Making content more accessible:

Each page can have a short version (messaging banner), a medium (bullet-point), or a full version, further down. Each page answers the question, why should I read you?

However, each stage sometimes expands into multiple pages. It’s courteous.

We want to build the perfect resource that covers everything for everybody, without getting in anyone’s way.

Google now lands people on the wrong pages

Since the Google Flip, people often land in the wrong stage page. The hub is a useful response to the problems introduced by Google flooding paid campaigns.

As long as the topic is the same, the topic is the primary interest; therefore, landing on the wrong page isn’t quite as big a deal.

More pages mean more conversions

We have often seen, as others have remarked, that the more pages people go to, the higher the likelihood of conversion.

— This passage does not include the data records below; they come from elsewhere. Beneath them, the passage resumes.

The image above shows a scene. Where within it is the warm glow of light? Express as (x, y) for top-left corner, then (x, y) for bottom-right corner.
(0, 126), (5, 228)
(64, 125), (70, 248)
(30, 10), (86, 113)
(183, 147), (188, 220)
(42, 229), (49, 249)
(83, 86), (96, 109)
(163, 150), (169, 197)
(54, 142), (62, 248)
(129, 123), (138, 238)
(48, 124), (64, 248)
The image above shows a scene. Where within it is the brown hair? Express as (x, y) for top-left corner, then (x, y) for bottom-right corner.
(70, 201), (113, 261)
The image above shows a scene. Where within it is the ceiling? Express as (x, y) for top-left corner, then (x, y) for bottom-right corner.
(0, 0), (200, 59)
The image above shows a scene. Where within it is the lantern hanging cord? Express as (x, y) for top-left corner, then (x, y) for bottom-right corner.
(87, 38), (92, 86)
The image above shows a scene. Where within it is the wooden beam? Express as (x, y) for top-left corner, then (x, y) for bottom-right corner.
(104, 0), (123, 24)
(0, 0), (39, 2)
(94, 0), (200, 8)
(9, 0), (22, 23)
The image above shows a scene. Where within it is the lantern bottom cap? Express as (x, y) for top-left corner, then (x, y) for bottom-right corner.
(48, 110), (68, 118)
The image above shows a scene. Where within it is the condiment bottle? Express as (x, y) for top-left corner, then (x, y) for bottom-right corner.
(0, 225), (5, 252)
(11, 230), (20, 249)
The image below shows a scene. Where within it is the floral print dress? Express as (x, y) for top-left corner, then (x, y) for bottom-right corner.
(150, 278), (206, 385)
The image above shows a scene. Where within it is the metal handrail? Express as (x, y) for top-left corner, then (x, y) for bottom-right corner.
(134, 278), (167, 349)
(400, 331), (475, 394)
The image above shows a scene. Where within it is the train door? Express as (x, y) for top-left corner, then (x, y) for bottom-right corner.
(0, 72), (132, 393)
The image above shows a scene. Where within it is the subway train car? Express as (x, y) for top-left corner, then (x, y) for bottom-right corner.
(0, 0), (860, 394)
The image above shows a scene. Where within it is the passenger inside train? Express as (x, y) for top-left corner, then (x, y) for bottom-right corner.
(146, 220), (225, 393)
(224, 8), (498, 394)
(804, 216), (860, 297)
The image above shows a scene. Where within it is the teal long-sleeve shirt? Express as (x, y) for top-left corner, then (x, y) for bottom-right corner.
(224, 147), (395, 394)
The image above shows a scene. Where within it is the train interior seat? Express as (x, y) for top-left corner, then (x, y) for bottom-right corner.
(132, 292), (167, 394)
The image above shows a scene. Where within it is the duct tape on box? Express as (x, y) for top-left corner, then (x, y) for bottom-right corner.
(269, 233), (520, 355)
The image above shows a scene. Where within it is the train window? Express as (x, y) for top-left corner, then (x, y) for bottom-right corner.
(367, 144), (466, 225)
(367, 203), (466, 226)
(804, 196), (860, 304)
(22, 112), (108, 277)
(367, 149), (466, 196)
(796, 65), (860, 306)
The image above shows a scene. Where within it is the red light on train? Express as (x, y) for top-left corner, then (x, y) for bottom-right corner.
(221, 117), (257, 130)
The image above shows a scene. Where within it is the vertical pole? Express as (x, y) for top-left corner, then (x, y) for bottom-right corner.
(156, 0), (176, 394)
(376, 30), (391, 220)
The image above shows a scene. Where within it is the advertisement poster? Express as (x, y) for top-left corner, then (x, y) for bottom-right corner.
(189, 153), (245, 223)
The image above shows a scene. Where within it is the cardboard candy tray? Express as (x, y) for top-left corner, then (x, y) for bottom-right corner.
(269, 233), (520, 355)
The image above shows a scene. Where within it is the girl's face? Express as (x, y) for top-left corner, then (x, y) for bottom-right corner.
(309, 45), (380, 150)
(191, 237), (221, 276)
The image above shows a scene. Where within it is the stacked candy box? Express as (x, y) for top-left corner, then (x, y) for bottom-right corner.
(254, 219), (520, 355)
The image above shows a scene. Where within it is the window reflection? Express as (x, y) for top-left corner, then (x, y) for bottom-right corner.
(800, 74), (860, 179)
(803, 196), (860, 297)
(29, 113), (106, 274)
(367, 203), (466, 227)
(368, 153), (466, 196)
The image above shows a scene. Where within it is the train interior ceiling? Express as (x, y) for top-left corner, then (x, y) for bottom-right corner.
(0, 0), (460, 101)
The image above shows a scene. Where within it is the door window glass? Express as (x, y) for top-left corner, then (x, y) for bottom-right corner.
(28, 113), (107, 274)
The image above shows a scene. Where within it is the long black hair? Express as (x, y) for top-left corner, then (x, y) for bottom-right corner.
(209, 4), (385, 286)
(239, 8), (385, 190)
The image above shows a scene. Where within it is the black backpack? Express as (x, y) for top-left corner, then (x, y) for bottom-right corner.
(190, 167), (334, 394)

Selling the click is the job of content.

It follows that signals in the URL, the breadcrumbs, the sidebar, the mobile quick menu, and internal links all help to promote engagement and conversion.

We have seen 3-5x conversions by grouping into hubs.

Search is markets made visible.

Forget the engine, the people are writing down what they want. It’s the most valuable market research ever invented.

A website is a way to test your propositions.

The outcome might well be more new business.

A note on simple.

The task is to make the complex more simple, not to do away with complex.

There will be no money left in simple; simplistic messaging will obscure the more valuable conversation unless we can expand on our big ideas and take our time in having people understand the implications of what we do.